Moe’s lies a few blocks on the back of Queen Anne hill. I am racing against the failing light on this beautifully clear evening. People are out walking their dogs. The lights are starting to come on in the gorgeous Victorian homes that have all been restored to their former glory and then soome by the Seattle elite and those lucky enough to have bought into this neighborhood before it became fashionable and horribly expensive. No matter how much of a hurry I am in I can always find the time to ride past Kerry Park. Perched on the top of the hill, Kerry Park looks over the Seattle skyline with views of the Sound and Mount Rainier when weather permits. Weather on this evening is very much permitting. It doesn’t permit any better than this.

There is a crowd in this small patch of grass watching as the skyline lights up and the sun sets. The dormant volcano has only an apostrophe of a cloud above it. Camera shutters sound as I coast along the walk-way in the park. The view from Kerry Park on a clear late-summer evening is worth a stop--even if I have to ride home in the dark.

Tuesday, September 03, 2002

More Reality, Less Virtual

This weekend Seattle’s answer to Woodstock, called Bumpershoot, was held across the street from where I live next to the Seattle Center. A modest $12 admission price allowed you access to wander around the multi-acre Seattle Center complex and listen to scores of rock bands and a few assorted jazz acts. It is horrifically crowded and the only refuge from the masses can be found inside of one of the many beer gardens. On a nice day there are far worse ways you could spend your time.
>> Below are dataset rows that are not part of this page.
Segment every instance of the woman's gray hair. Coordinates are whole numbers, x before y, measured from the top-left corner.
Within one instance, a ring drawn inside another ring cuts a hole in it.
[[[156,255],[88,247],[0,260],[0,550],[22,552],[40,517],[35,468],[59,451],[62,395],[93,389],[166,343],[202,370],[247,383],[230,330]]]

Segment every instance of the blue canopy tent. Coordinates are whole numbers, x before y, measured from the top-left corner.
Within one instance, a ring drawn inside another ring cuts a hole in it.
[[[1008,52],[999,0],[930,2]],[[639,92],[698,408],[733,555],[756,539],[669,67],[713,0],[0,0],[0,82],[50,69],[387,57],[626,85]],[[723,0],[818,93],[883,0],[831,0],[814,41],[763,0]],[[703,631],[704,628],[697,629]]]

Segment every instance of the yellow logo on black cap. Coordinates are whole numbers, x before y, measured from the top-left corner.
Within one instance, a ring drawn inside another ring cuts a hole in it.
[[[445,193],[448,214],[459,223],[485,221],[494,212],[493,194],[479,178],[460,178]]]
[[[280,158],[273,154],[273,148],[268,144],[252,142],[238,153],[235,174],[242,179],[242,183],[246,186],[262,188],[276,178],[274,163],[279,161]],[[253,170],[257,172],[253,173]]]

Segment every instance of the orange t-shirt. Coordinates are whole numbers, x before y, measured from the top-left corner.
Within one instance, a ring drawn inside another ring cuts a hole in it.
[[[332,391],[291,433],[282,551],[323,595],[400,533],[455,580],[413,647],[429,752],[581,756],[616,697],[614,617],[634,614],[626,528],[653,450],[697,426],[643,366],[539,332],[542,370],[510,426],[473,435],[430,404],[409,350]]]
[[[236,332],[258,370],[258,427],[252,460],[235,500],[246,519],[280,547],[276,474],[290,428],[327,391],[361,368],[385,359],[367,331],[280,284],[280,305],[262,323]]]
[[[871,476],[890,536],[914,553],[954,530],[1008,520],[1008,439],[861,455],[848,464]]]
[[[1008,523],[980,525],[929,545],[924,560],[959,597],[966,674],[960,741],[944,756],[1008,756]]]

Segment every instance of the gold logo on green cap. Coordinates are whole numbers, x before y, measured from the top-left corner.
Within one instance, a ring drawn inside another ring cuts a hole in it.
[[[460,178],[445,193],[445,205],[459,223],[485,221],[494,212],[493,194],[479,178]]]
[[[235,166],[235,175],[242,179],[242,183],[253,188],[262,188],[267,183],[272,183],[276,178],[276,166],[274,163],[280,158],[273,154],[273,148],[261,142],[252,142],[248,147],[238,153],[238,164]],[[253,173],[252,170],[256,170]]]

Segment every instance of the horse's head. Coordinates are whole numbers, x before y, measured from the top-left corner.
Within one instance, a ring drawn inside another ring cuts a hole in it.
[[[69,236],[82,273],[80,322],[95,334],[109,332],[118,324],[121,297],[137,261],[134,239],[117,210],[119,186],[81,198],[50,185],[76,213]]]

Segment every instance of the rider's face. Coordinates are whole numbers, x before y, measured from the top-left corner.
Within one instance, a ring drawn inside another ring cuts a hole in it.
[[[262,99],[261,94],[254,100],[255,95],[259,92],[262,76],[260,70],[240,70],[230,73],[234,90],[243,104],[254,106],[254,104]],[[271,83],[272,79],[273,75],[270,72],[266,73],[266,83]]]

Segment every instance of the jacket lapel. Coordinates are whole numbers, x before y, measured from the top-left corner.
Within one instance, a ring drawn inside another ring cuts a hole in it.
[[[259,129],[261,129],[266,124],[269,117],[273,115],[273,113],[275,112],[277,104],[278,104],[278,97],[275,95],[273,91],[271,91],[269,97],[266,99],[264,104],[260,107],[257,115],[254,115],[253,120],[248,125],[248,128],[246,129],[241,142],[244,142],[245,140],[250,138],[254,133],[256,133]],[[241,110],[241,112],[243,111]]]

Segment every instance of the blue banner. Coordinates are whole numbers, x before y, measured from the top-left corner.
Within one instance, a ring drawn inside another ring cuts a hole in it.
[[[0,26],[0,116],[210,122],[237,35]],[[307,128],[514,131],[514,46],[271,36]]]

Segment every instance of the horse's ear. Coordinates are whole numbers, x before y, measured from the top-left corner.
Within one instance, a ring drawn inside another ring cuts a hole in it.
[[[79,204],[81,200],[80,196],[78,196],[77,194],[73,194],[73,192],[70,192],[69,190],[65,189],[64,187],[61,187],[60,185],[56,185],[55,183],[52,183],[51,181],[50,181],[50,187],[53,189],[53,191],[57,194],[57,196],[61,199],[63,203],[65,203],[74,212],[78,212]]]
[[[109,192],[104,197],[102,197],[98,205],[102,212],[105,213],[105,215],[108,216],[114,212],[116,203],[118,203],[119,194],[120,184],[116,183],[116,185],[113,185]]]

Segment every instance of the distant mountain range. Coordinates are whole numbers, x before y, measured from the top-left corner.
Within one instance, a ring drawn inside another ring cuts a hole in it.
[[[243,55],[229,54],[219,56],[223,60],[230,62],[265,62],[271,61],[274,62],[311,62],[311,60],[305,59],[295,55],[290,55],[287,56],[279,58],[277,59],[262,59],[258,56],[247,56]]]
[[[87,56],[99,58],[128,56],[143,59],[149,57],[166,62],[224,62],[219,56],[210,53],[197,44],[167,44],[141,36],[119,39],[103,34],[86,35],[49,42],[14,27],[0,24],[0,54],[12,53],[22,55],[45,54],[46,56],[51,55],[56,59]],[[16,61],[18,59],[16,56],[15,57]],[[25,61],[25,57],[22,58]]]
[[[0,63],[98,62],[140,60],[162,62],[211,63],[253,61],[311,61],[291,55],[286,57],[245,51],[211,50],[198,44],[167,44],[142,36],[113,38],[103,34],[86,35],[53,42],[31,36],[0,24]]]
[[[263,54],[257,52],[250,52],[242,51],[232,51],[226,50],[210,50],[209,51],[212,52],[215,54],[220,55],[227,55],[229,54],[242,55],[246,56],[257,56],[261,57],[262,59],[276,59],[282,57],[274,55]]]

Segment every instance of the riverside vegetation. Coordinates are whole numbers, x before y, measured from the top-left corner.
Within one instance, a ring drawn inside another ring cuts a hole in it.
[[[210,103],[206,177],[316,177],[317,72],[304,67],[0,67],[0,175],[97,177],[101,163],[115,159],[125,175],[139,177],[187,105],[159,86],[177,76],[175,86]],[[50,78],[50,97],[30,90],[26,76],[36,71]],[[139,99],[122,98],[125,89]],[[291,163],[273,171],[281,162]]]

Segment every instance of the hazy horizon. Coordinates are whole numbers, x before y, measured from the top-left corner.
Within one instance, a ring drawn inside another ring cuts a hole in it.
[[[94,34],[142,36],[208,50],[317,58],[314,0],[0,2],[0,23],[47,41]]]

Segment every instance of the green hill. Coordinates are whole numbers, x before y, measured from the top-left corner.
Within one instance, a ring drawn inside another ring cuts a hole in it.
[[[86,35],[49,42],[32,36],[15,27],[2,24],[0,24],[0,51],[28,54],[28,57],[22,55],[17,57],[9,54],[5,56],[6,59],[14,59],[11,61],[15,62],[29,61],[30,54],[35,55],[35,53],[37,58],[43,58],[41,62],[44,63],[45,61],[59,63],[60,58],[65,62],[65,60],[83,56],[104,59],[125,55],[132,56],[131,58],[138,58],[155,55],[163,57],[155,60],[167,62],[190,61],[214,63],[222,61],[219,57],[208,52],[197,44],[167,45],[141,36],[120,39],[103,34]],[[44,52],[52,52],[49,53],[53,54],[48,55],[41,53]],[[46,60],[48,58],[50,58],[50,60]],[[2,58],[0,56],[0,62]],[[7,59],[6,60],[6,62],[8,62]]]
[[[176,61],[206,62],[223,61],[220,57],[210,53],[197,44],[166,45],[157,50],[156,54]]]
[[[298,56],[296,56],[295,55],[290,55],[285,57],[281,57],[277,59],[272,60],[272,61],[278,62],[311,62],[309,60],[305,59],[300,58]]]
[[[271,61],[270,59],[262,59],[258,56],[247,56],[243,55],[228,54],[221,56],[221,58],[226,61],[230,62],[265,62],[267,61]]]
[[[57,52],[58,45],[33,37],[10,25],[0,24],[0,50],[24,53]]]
I had planned to attend at least one day just to say that I actually did something over the weekend but my lack of interest in rock and my laziness conspired to keep me out. Rock is sort of like tequila: You reach a certain age and you just can’t stomach it any longer.

Instead of attending the rock festival I impersonated a shut-in. I decided to spend a few minutes cleaning my apartment and chose for musical accompaniment a CD that came with a book of sheet music of Chopin’s easier pieces for piano. I already play a couple songs from this collection of mostly dances: Waltzes, Polonaises, and mazurkas.

I have struggled with the notion of hiring someone to do housework for me. I have considered hiring a maid for quite some time. I certainly could afford to have a cleaning person and there are lots of people who need the money and are perfectly willing to do this sort of work for $25-30 and hour. My time could be better spent practicing the piano or working. Maybe my logic is flawed on this issue but I have decided that everyone should clean their own fucking toilet and wash their own dishes (unless you have kids in which case you should make those ungrateful little shits do the dirty work around the house). This tie to our mundane lives tends to keep things in perspective. Maybe you are a big, famous rock star but you are still a filthy little animal like the rest of us so clean up your own mess. A servant class doesn't sit well with my idea of democracy.

After finishing the cleaning, after listening repeatedly to the Chopin CD, I am still no closer to motivating myself to walk across the street to Woodstock. Instead I pull out the Chopin sheet music and start pecking away at his Mazurka in A minor Op. 67, No. 4. As I learn a new piece it is as if I can’t hear what it is I am playing, at least at first. The notes are too far apart to tie them together as music but as I learn the piece it gradually comes into focus. A simple piece like this will take me a few days of practice before it sounds anything like what Chopin had intended.

I love to listen to someone practice an instrument, especially if they don’t realize anyone is listening. It is like you are watching someone think. I find that since taking up the piano five years ago I spend only a fraction of the time actually listening to music that I did before I played. These days, most of my listening consists of these sorts of house-cleaning exploratory ventures into piano literature, as I seek things that I like that are also suitable to my skill level. In music, and cleaning, there is a certain satisfaction in doing things yourself.